Webb finds signs of possible aurora on isolated brown dwarf

Astronomers using NASA’s James Webb Space Telescope have discovered a brown dwarf (an object more massive than Jupiter but smaller than a star) with infrared emission from methane, likely due to energy from its upper atmosphere. This is an unexpected discovery because the brown dwarf, W1935, is cold and has no host star; therefore, there is no obvious source of energy in the upper atmosphere. The team speculates that the methane emission could be due to aurora-generating processes.

These results are presented at the 243rd meeting of the American Astronomical Society in New Orleans.

To help explain the mystery of methane’s infrared emission, the team looked to our solar system. Methane emissions are a common feature of gas giants like Jupiter and Saturn. The warming of the upper atmosphere which fuels this emission is linked to the aurora.

On Earth, auroras are created when energetic particles blown into space from the sun are captured by Earth’s magnetic field. They cascade down into our atmosphere along magnetic field lines near Earth’s poles, colliding with gas molecules and creating strange dancing curtains of light. Jupiter and Saturn have similar auroral processes that involve interaction with the solar wind, but they also receive auroral contributions from nearby active moons like Io (for Jupiter) and Enceladus (for Saturn).

For isolated brown dwarfs like W1935, the absence of stellar wind to contribute to the auroral process and explain the additional energy in the upper atmosphere required for methane emission is a mystery. The team speculates that unaccounted for internal processes, such as the atmospheric phenomena of Jupiter and Saturn, or external interactions with interstellar plasma or a nearby active moon could help explain this emission.

A detective story

The discovery of the aurora unfolded like a detective novel. A team led by Jackie Faherty, an astronomer at the American Museum of Natural History in New York, was granted time with the Webb telescope to study 12 cool brown dwarfs. Among these were W1935, an object discovered by citizen scientist Dan Caselden, who worked with the Backyard Worlds Zooniverse project, and W2220, an object discovered using NASA’s Wide Field Infrared Survey Explorer.

Webb revealed in exquisite detail that W1935 and W2220 appeared to be close clones of each other in composition. They also shared similar brightness, temperatures, and spectral characteristics of water, ammonia, carbon monoxide, and carbon dioxide. The striking exception was that W1935 showed methane emission, as opposed to the expected absorption feature seen around W2220. This was observed at a distinct infrared wavelength to which Webb is particularly sensitive.

“We expected to see methane because methane is everywhere on these brown dwarfs. But instead of absorbing light, we saw the exact opposite: methane was glowing. My first thought was: what what is happening? Why is the methane emission coming out of this object??” Faherty said.

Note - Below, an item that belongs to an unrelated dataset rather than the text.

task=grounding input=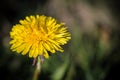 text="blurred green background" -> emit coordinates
[0,0,120,80]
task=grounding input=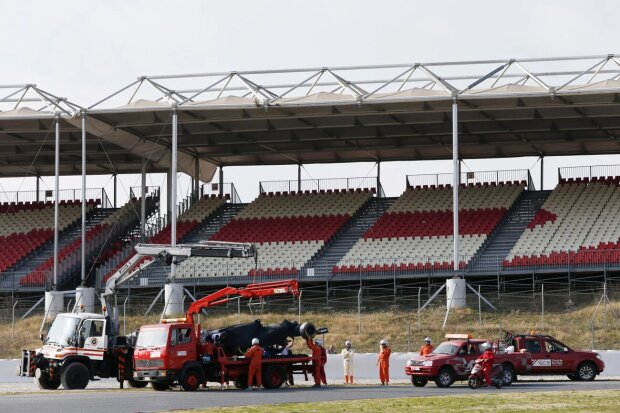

The team used computer models to deduce what might be causing the emission. Modeling work showed that W2220 had an expected distribution of energy throughout the atmosphere, cooling with increasing altitude. W1935, on the other hand, had a surprising result. The best model favored a temperature inversion, where the atmosphere warmed with increasing altitude.

“This temperature inversion is really puzzling,” said co-author Ben Burningham of the University of Hertfordshire in England and lead modeler of the work. “We’ve observed this kind of phenomenon on planets with a nearby star that can heat the stratosphere, but seeing it in an object with no obvious external heat source is crazy.”

Clues from our solar system

To find clues, the team searched our own backyard for planets in our solar system. The gas giant planets may serve as a proxy for what is happening more than 40 light years away in the atmosphere of W1935.

The team realized that temperature inversions are important on planets like Jupiter and Saturn. Work is still underway to understand the causes of their stratospheric warming, but the main theories about the solar system involve external heating by auroras and internal energy transport from deep in the atmosphere (the former being the main explanation).

Brown dwarf aurora candidates in context

This is not the first time an aurora has been used to explain an observation of a brown dwarf. Astronomers have detected radio emissions from several hotter brown dwarfs and cited auroras as the most likely explanation. Research has been conducted with ground-based telescopes like the Keck Observatory to look for infrared signatures of these radio-emitting brown dwarfs to further characterize the phenomenon, but has not been conclusive.

W1935 is the first auroral candidate outside the solar system with signature methane emission. It is also the coldest auroral candidate outside our solar system, with an effective temperature of about 400 degrees Fahrenheit (200 degrees Celsius), or about 600 degrees Fahrenheit warmer than Jupiter.

In our solar system, the solar wind is one of the main contributors to auroral processes, with active moons like Io and Enceladus playing a role for planets like Jupiter and Saturn, respectively. W1935 has absolutely no companion star, so a stellar wind cannot contribute to the phenomenon. It remains to be seen whether an active moon could play a role in W1935’s methane emission.

“With W1935, we now have a spectacular extension of a solar system phenomenon without any stellar irradiation to help explain it,” Faherty noted. “With Webb, we can really ‘open the hood’ of chemistry and discover how similar or different the auroral process may be beyond our solar system,” she added.